“Oh grant an honest Fame, or grant me none!”: The Ethics of Memorialization in Pope’s Archives of Dulness

2008 
Unlike Milton, who suffered throughout his creative life from a terrible sense of belatedness, Pope was one of the most precocious of English poets, not simply finding a place in literary society while still a teenager and being celebrated as an author in his early twenties—as magisterial a work as An Essay on Criticism was published in his twenty-third year—but self-consciously experimenting with the drama of a poetic career from the moment he first thrust himself onto the London stage. Pope’s wary and ambivalent conclusion to The Temple of Fame—“Unblemish’d let me live, or die unknown, / Oh grant an honest Fame, or grant me none!”1—seems to register an apprehension of danger and temptation remarkably similar to that found in Milton’s declaration that “Fame is the last spur that the clear spirit doth raise / (That last infirmity of noble mind),” and it dramatizes Pope’s incessant struggles as a literary careerist to avoid moral contamination.

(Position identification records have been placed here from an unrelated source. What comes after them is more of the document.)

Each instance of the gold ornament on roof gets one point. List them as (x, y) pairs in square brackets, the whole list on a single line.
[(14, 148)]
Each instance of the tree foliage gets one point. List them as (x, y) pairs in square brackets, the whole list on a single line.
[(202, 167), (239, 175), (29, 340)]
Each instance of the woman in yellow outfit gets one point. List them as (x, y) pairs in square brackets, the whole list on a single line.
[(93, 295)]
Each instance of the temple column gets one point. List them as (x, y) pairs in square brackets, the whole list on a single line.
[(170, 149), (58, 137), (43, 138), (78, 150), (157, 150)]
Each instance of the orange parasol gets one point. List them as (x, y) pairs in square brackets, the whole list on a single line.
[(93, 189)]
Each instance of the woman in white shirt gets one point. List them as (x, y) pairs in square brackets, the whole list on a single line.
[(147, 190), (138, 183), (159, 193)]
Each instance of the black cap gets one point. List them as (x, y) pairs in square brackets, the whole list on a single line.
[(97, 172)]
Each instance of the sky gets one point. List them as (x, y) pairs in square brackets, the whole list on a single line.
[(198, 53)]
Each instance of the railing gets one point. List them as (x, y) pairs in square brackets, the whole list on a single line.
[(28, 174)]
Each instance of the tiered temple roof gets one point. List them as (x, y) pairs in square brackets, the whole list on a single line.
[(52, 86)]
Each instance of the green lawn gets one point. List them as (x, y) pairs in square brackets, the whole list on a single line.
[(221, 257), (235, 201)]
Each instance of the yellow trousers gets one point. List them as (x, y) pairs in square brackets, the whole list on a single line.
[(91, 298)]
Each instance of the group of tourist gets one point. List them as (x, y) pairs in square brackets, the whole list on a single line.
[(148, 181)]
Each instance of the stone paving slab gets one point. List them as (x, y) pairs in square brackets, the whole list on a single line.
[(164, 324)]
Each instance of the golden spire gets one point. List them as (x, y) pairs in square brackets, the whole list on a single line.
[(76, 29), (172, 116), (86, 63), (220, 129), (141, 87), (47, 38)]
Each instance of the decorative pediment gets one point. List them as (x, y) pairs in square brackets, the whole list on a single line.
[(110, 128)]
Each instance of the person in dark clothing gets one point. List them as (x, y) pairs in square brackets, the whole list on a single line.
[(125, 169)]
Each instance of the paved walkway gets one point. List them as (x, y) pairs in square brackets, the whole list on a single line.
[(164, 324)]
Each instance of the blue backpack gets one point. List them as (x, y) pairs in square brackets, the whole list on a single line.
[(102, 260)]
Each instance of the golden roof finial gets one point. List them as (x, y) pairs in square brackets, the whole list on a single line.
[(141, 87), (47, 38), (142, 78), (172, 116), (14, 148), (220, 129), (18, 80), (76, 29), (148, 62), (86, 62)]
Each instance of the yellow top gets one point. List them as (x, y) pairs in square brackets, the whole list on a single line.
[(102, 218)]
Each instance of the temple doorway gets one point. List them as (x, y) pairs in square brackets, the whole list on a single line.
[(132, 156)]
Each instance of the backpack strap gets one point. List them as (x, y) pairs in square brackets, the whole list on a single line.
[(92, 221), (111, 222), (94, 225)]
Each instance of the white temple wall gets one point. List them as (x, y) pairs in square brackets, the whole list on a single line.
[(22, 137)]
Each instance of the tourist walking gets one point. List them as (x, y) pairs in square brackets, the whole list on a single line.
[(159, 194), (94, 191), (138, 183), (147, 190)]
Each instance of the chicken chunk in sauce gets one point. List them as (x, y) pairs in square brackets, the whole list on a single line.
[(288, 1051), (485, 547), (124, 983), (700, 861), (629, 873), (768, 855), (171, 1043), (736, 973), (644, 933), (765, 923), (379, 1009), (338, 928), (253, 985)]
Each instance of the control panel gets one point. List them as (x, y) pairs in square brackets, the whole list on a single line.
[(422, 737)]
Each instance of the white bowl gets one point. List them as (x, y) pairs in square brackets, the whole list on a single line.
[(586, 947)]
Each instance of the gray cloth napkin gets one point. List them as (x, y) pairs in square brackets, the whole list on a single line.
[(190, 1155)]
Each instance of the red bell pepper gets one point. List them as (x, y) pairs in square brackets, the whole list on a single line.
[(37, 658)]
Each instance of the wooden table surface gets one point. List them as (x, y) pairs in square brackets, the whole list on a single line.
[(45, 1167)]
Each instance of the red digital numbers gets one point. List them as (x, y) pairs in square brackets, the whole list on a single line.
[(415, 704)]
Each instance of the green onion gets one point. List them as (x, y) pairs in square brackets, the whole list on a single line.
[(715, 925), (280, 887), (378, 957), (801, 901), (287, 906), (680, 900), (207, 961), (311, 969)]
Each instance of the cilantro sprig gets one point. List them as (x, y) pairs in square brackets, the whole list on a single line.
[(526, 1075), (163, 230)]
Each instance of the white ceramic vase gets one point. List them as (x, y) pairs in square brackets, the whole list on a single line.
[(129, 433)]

Yet Pope insists on the possibility of an authorial purity that Milton’s lines emphatically deny: the desire for fame may be the last, or, in the example provided by the Oxford English Dictionary, the only remaining “infirmity of noble mind,” but in Milton’s rigorous formulation infirmity and nobility, like good and evil, cannot be separated: “Good and evill we know in the field of this World grow up together almost inseparably.”2 Pope, however, attempts to have his ethical cake and eat it too, to locate a privileged position from which moral deformity can be cast out and “an honest Fame” exemplified by the upright poet.